The Maclaurin series is a special case of the Taylor series, centered at zero. It is an infinite series used to represent functions. The general form of the Maclaurin series for a function, \( f(x) \), is given by:
\[ f(x) = f(0) + f'(0)x + \frac{f''(0)x^2}{2!} + \frac{f'''(0)x^3}{3!} + \cdots \]
The exponential function, \( e^x \), is particularly nice because it has an easily recognizable Maclaurin series:
\[ e^x = 1 + x + \frac{x^2}{2!} + \frac{x^3}{3!} + \cdots \]
In the exercise, we use the Maclaurin series to approximate the function \( e^{-x^2} \), by substituting \( -x^2 \) for \( x \):
\[ e^{-x^2} = 1 - x^2 + \frac{x^4}{2!} - \frac{x^6}{3!} + \cdots \]
This substitution helps convert the complex function into an infinite polynomial series, making it easier to integrate term-by-term.

A definite integral calculates the area under a curve within specified limits. For a function \( f(x) \) integrated from \( a \) to \( b \), it is expressed as:
\[ \int_a^b f(x) \, dx \]
In our exercise, we are tasked with evaluating the definite integral:
\[ \int_{0}^{0.1} e^{-x^2} \, dx \]
This integral calculates the area under the curve \(e^{-x^2}\) from \( x = 0 \) to \( x = 0.1 \). Due to the complexity of the function, we expand \( e^{-x^2} \) using its Maclaurin series before integrating.

The term-by-term integration involves integrating each term of a series individually.

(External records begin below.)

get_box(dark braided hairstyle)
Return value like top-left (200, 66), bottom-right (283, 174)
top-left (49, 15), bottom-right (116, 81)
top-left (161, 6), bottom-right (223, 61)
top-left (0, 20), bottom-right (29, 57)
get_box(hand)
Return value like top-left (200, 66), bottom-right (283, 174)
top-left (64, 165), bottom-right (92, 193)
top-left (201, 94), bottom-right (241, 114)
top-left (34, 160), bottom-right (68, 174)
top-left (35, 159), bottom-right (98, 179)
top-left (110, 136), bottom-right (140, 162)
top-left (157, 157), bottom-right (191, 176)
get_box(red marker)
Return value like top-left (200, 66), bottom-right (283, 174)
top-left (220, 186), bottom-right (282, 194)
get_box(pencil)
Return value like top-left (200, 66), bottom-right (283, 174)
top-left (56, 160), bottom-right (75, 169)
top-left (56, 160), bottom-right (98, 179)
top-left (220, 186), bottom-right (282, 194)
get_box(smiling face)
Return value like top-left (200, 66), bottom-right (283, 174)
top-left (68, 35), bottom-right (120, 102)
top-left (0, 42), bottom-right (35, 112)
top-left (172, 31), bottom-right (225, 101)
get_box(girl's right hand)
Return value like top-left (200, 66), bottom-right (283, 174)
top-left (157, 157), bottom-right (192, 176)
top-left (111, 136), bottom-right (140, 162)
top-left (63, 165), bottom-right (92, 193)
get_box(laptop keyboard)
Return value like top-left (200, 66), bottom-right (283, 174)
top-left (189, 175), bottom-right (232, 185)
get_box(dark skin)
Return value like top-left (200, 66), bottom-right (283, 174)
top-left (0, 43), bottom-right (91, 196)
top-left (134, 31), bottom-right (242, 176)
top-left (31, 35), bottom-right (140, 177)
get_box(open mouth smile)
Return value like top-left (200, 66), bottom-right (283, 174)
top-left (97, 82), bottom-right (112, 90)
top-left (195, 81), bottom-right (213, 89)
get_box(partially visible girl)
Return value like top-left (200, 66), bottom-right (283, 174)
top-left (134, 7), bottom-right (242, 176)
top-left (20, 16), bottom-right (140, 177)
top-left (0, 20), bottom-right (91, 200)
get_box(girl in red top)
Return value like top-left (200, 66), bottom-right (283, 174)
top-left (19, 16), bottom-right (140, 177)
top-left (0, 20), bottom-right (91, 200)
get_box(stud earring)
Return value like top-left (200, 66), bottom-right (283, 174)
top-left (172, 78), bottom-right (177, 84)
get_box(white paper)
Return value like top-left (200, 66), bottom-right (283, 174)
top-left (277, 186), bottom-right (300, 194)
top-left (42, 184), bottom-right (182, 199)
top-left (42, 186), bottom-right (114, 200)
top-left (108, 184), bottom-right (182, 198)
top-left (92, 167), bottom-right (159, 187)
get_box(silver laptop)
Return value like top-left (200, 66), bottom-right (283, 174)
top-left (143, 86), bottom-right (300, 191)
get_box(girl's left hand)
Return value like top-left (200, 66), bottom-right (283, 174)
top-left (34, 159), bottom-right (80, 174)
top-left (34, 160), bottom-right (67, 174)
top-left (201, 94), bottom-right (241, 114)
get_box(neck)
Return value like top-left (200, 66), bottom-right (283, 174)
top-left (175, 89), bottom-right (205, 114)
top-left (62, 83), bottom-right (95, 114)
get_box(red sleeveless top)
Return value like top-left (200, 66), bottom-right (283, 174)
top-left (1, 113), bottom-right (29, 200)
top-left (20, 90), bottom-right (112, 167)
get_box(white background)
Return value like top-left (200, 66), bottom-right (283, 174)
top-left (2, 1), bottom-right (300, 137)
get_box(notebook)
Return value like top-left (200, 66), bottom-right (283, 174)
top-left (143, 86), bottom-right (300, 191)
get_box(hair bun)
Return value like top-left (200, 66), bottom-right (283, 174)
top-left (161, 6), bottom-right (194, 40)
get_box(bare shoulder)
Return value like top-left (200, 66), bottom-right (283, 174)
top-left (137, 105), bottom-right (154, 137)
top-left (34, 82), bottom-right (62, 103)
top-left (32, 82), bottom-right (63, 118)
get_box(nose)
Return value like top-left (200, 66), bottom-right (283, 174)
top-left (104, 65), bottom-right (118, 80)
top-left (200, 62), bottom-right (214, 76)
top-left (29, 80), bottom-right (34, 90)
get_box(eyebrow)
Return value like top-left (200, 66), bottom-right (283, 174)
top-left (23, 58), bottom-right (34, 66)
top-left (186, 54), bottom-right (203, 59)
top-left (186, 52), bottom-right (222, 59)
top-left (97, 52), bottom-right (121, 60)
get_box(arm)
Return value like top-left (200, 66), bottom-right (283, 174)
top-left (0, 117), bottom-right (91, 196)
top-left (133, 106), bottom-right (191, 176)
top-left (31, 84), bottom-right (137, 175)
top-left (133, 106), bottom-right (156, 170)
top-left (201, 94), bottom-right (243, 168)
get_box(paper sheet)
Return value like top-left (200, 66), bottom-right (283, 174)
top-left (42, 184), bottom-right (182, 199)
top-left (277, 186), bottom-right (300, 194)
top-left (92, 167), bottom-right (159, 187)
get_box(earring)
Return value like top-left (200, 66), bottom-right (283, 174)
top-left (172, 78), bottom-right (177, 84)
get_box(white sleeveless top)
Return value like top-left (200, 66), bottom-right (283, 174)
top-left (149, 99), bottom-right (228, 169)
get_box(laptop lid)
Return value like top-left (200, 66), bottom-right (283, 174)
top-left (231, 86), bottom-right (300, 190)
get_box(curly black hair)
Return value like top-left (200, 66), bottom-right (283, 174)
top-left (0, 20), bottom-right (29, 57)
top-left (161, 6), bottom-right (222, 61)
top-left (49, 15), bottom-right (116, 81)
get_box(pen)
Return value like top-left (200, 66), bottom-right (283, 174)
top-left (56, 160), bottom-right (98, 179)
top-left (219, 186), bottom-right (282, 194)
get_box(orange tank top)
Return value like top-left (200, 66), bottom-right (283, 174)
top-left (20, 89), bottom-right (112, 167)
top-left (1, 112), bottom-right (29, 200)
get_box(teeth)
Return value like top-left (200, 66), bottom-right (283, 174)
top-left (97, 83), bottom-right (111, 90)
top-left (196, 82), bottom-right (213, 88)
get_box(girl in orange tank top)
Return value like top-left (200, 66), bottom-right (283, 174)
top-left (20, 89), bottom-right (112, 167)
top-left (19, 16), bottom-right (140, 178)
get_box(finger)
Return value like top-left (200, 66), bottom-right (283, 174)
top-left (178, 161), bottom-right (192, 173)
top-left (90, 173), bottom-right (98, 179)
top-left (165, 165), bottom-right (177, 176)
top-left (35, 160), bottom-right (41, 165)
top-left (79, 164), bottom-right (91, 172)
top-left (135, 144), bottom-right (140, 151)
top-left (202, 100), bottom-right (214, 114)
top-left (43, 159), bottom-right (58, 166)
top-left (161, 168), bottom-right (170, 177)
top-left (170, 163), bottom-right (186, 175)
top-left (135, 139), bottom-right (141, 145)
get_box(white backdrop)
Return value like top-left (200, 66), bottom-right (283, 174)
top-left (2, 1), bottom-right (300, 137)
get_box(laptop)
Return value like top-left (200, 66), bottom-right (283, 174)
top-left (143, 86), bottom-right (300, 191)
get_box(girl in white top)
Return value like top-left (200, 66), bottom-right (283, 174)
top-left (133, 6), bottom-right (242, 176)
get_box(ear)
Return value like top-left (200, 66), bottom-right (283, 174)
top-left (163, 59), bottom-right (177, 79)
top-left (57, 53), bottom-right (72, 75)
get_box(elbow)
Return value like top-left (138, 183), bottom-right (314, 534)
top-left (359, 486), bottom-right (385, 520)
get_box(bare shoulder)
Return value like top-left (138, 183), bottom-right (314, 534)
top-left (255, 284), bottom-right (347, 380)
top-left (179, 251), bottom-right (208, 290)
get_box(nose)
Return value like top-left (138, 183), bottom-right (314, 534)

This method simplifies integration of complex or non-standard functions.
In our exercise, we substitute the Maclaurin series for \( e^{-x^2} \) into the integral:
\[ \int_{0}^{0.1} e^{-x^2} \, dx = \int_{0}^{0.1} \left(1 - x^2 + \frac{x^4}{2!} - \frac{x^6}{3!} + \cdots\right) \, dx \]
We integrate each term separately:

• \( \int_{0}^{0.1} 1 \, dx = 0.1 \)
• \( \int_{0}^{0.1} (-x^2) \, dx = -\frac{(0.1)^3}{3} = -0.000333 \)
• \( \int_{0}^{0.1} \frac{x^4}{2!} \, dx = \frac{(0.1)^5}{10} = 0.000001 \)

Higher-order terms become extremely small and are often neglected, simplifying our calculations further.

Exponential functions involve the constant \( e \) (approximately 2.718). They are critical in various fields like mathematics, science, and engineering.
The general form of an exponential function is \( e^x \). When combined with powers or exponentials of variables, these functions become more complex to integrate.
In the context of our integral:
\[ e^{-x^2} \]
We encounter an exponential function with a negative quadratic exponent. This makes direct integration challenging, but approximations like the Maclaurin series help simplify the process. By expanding \( e^{-x^2} \) into a series, we can perform term-by-term integration to find:
\[ \int_{0}^{0.1} e^{-x^2} \, dx \approx 0.099668 \]
This approach is a powerful tool for working with exponential functions where exact integrals are not easily attainable.